Menteri Keuangan Sri Mulyani menjelaskan bahwa tarif Pajak Pertambahan Nilai (PPN) di Indonesia masih tergolong rendah jika dibandingkan dengan negara-negara lain, termasuk negara berkembang maupun anggota G20. 

Dengan tarif PPN saat ini 11%, Indonesia berada di antara negara-negara seperti Filipina (12%) dan Vietnam (8%), yang baru saja memangkas tarif PPN-nya. Meski ada protes terkait kenaikan tarif menjadi 12% pada 2025, Sri Mulyani menekankan bahwa Indonesia memiliki rasio pajak yang lebih rendah dibandingkan negara-negara seperti Brasil (PPN 17%, rasio pajak 24,67%) dan Afrika Selatan (PPN 15%, rasio pajak 21,4%). 

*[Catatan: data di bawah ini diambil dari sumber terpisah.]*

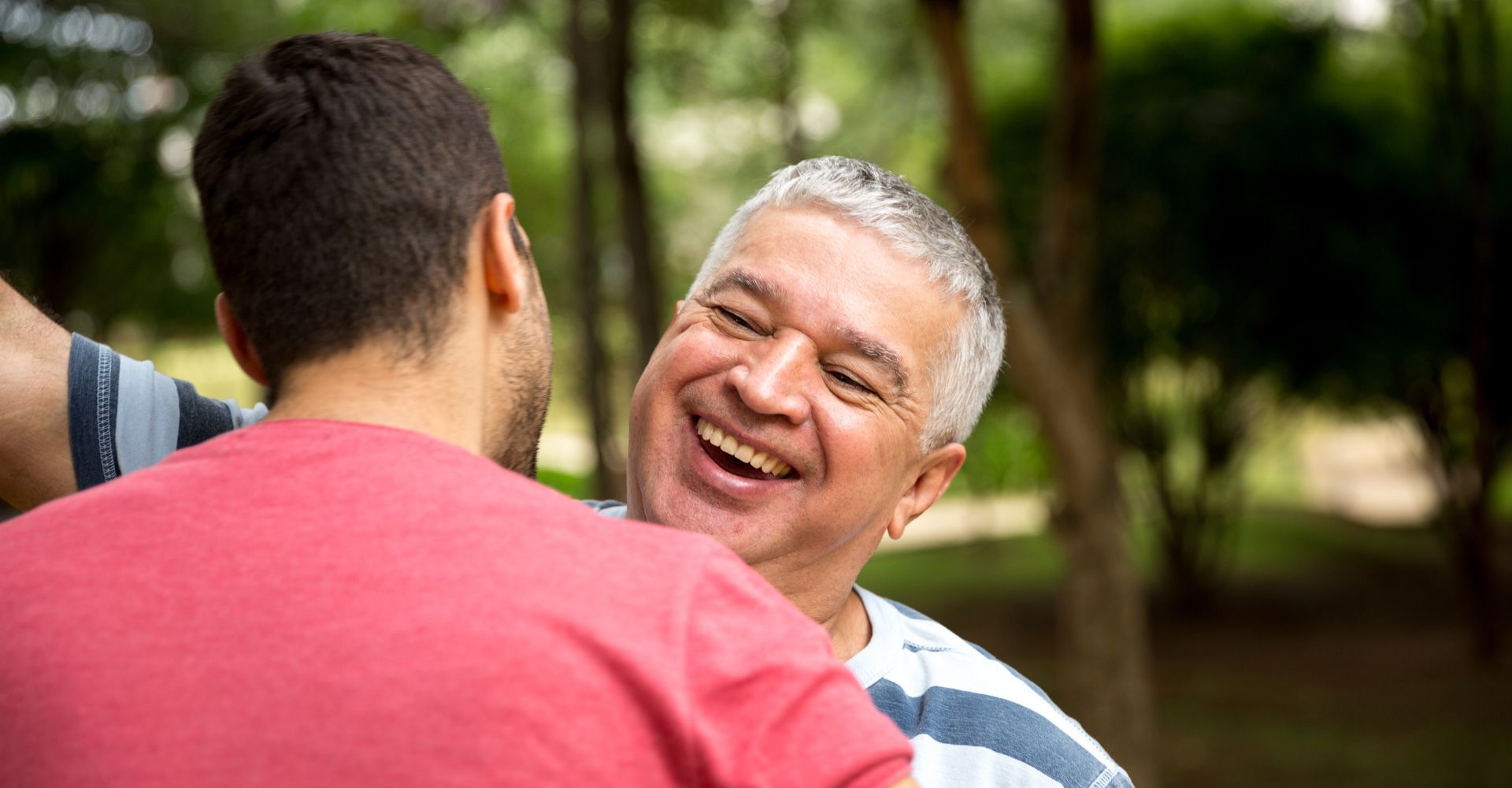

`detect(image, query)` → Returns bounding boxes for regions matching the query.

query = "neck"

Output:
[268,342,485,454]
[820,589,871,663]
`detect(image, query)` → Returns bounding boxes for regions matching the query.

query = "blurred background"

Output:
[0,0,1512,786]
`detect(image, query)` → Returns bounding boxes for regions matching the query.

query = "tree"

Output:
[921,0,1157,785]
[1403,0,1512,661]
[567,0,624,499]
[605,0,662,369]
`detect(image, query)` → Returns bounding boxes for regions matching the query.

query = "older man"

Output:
[0,158,1128,786]
[0,33,914,788]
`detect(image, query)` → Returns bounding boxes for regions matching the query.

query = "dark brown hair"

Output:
[194,33,510,392]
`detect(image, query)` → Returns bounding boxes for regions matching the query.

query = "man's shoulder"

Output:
[862,591,1128,788]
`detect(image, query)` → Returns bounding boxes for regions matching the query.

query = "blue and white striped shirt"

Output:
[585,500,1131,788]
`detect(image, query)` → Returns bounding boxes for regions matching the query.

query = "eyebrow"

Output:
[703,269,909,396]
[835,325,909,396]
[703,269,784,301]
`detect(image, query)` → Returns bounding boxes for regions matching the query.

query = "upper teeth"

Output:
[699,419,792,479]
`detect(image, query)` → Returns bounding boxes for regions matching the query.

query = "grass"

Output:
[862,510,1512,788]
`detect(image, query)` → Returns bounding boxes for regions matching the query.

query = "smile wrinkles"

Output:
[697,418,792,479]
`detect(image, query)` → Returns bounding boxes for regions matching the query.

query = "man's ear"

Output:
[888,443,966,538]
[478,192,531,313]
[215,293,268,385]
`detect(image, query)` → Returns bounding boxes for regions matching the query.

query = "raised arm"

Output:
[0,278,76,511]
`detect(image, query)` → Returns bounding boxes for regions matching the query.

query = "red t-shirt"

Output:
[0,421,910,786]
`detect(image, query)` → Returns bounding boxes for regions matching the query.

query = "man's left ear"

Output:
[478,192,531,313]
[888,443,966,538]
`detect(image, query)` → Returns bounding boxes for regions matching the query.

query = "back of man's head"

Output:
[194,33,510,392]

Sri Mulyani juga menambahkan bahwa meskipun tarif PPN Indonesia terbilang lebih rendah, rasio pajaknya masih sekitar 10,4% terhadap PDB, yang menunjukkan ada pekerjaan rumah untuk meningkatkan penerimaan pajak. Pemerintah berencana hati-hati dalam kebijakan PPN, dengan mempertimbangkan kondisi perekonomian yang saat ini relatif stabil, serta keberhasilan penerapan tarif PPN 11% yang telah memberikan dampak positif pada beberapa sektor ekonomi.